The micro-clot finding in Long Covid — implications for the possible aetiology of ME/CFS

I'm unconvinced that this hypothesis fits with the rapid switching between full ME symptoms and full temporary remission. This switch of state takes place over a scale of minutes rather than hours. I triggered remissions via three different chemicals: prednisone, cumin, and T2. I don't see all three of those suddenly making microclots stop impeding blood flow. Also, if ME was simply poor blood flow, wouldn't the various treatments that affect blood flow have produced many more PWME reporting such correlation?
You might be unique in this. Most people have fluctuations, yes, but I'm not sure they vacillate so quickly and clearly.
 
I have not come across any other pwME who describe such switching. I think it very likely that there are subgroups with different biological processes happening that lead to different symptom experiences, while still all experiencing versions of PEM.

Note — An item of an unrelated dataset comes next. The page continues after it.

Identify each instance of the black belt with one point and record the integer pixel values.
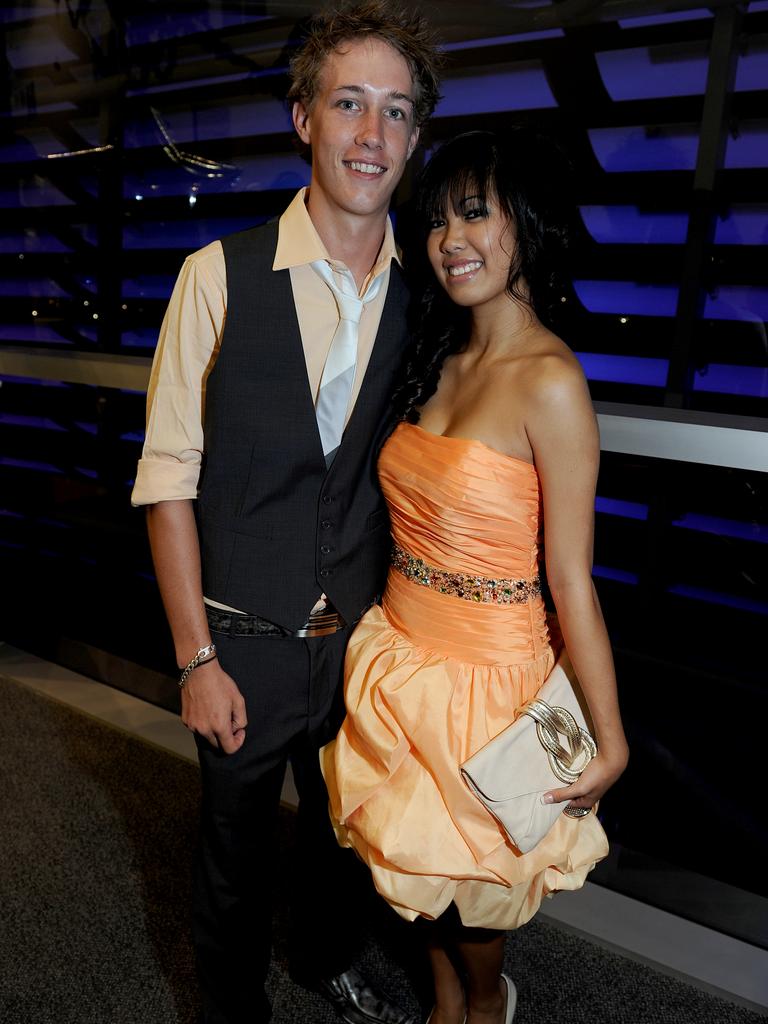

I did experience a handful of episodes that subjectively felt like my ME switching on or off in the first five plus years, mainly when I was oscillating between mild and moderate, but have not experienced them since in the last twenty years plus when on average my ME has moved between moderate and severe much more slowly.

[added - These episodes may just have been in my first spell of EBV triggered ME, which I did believe at the time I had recovered from after some four? years, but I don’t think I have experienced them in my second influenza triggered ME.]

I was mainly aware of it in relation cognitive function where suddenly my ‘brain function’ was what I felt should be normal. It is harder to be clear about ME switching on, as how do you distinguish between that and a fatigue threshold of some sort. But on the rare occasions when it felt like it was switching off it literally felt like a light was switched on inside my head.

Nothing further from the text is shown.